11. Favourite RPG Writer?
Tricky one. I wanted to take a little space here to talk about this subject at length, because writing is something that I take very seriously, and there are a number of writers in the industry that I admire and will enjoy singing the praises of.
Two names spring up immediately, when I think of good writing and RPGs. One is Greg Stolze, a guy whose name alone is enough to make me purchase just about any roleplaying product. The other is Jonathan Tweet, whose 90s games EVERWAY and OVER THE EDGE hit me like a thunderbolt. Until I read OtE, my experience of roleplaying games was very narrow - mostly D&D and VILLAINS & VIGILANTES. I had dabbled in other genres, but fantasy and superheroic action were what I always came back to. Tweet not only showed me the possibilities of playing a game that was modern (but not necessarily married to horror, for example) and - most of all - focused on the player characters. EVERWAY brought this focus to the fantasy genre, and introduced me to diceless games. Although I still don't play diceless games frequently, the overall simplicity of his games were transformative for me; I was never again to accept that a game had to have a lot of complicated rules and tables to be deep and rewarding.

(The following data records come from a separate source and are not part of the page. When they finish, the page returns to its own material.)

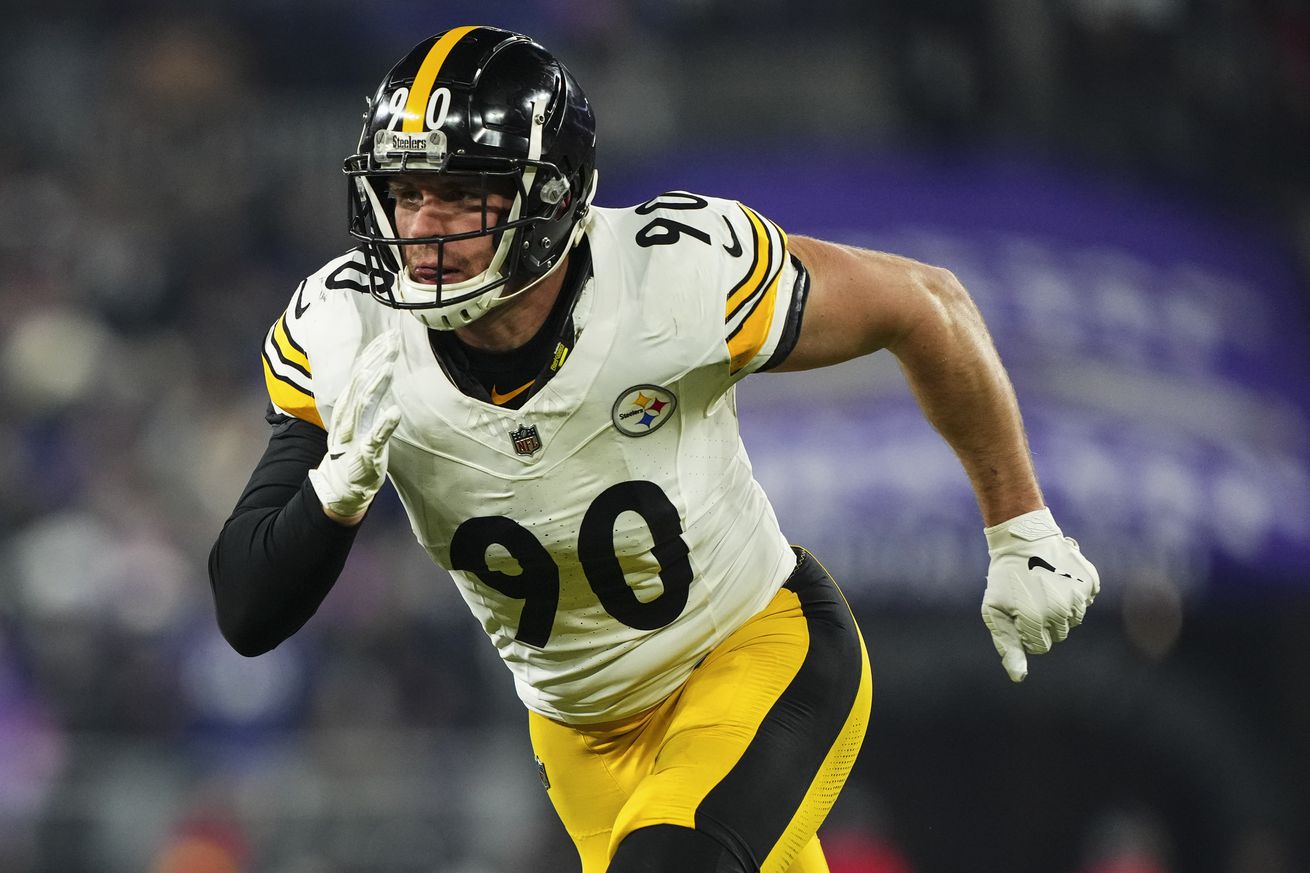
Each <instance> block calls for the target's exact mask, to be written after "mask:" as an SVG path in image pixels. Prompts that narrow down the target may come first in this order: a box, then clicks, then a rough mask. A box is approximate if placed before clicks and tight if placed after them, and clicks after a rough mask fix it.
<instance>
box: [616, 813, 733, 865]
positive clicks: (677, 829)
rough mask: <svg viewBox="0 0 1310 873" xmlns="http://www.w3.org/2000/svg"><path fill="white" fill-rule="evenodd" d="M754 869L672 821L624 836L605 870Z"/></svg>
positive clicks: (717, 843)
mask: <svg viewBox="0 0 1310 873" xmlns="http://www.w3.org/2000/svg"><path fill="white" fill-rule="evenodd" d="M755 869H757V868H756V866H755V865H747V864H743V863H741V861H740V860H739V859H736V857H734V855H732V853H731V852H728V849H727V848H724V847H723V844H720V843H719V842H718V840H715V839H714V838H713V836H710V835H707V834H703V832H701V831H696V830H692V828H690V827H677V826H676V825H651V826H650V827H641V828H638V830H635V831H633V832H631V834H629V835H627V836H625V838H624V840H622V842H621V843H620V844H618V848H617V849H616V851H614V859H613V860H612V861H610V863H609V869H608V873H671V872H672V873H748V872H749V870H755Z"/></svg>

Greg Stolze and Jonathan Tweet actually gamed together, for a time, so it probably shouldn't come as a surprise that they share some things in common as game writers. Stolze contributed to sourcebooks for both OtE and EVERWAY, in addition to stuff like FENG SHUI and UNKNOWN ARMIES. Although Greg's game systems tend to be a little heavier on the system side, they tend to be clean and concise. The One-Roll Engine that appears in games like REIGN and WILD TALENTS and GODLIKE packs a lot of power into a relatively small set of mechanics. Stolze's games are imaginative and full of the same kind of power I find in William Blake's poetry: they are full of ideas that set your brain ablaze, make you wonder, make you want to explore them in play. One day I hope to be up to the challenge of running a proper UNKNOWN ARMIES game.

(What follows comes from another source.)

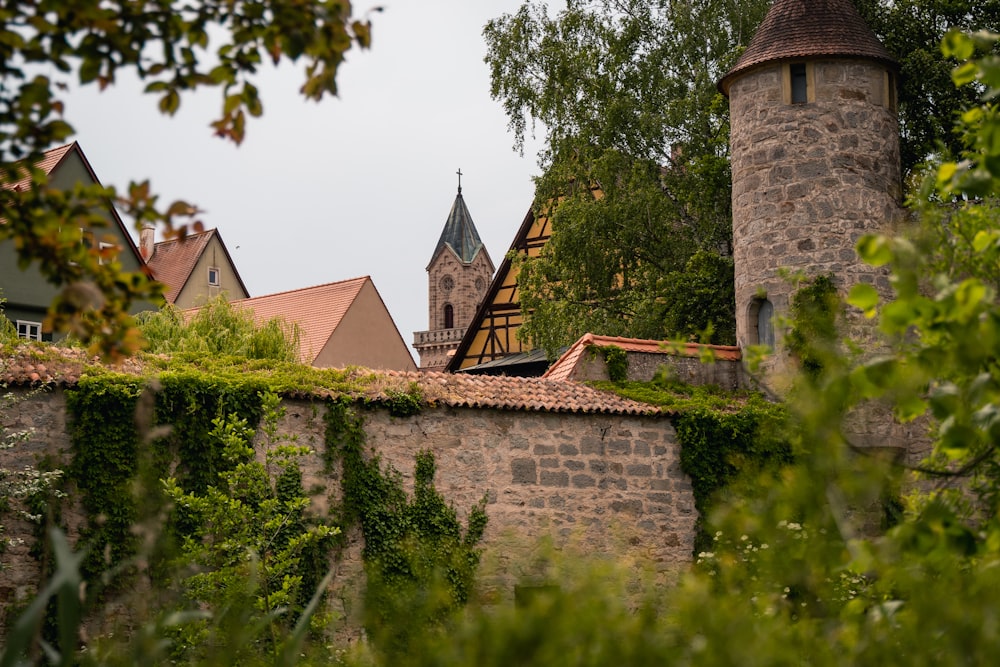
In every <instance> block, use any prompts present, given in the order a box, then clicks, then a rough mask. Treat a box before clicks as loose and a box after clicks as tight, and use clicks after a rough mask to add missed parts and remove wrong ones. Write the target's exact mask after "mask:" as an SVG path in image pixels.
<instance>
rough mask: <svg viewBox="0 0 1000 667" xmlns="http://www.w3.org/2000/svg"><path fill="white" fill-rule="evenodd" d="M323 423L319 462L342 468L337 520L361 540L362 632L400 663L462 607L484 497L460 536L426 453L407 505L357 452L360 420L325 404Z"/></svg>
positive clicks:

I enjoy the work of many of the guys in the Evil Hat crew, especially Rob Donoghue, but the Hatter I wanted to compliment here is Mike Olson, whose ATOMIC ROBO is the cleanest, slickest implementation of the Fate system yet. AR is full of clear examples and lively prose that bring the game to life. It's true, I was perhaps the perfect target audience for the AR game, being a fan of pulp adventure in general and Robo in particular, but without someone as good as Mike at the helm, that game could have gone badly awry or simply reskinned a lot of standard Fate Core mechanics with some colourful artwork. This game is so good that is transcends the source material, and the source material is GREAT. It's a terrific game all on its own merits, and that's saying something from a guy who likes a lot of different flavours of Fate.
There are literally dozens of writers I could talk about here whose stuff delights and inspires me, but let me last mention Kenneth Hite, a fellow whose name is well known to anyone who's been in the hobby for a while and cares anything about horror games or GURPS or podcasting. Ken's games are always a pageant of delights, full of strange bits of historical ephemera, and brimming over with love for the genres he writes in. Ken gets the Cthulhu Mythos like nobody else, and he's explored and exploded them in games like TRAIL OF CTHULHU and his HIDEOUS CREATURES series of articles in ways that unfailingly make Lovecraft seem fresh and full of possibilities. He loves pulp adventure, and his DAY AFTER RAGNAROK is full of so many tasty adventure morsels that I often leaf through it, just to soak up the fun.
As a GM, I don't often go to a game book for instructions on how to run my campaign, I go to them for inspiration. And Ken never disappoints on that score.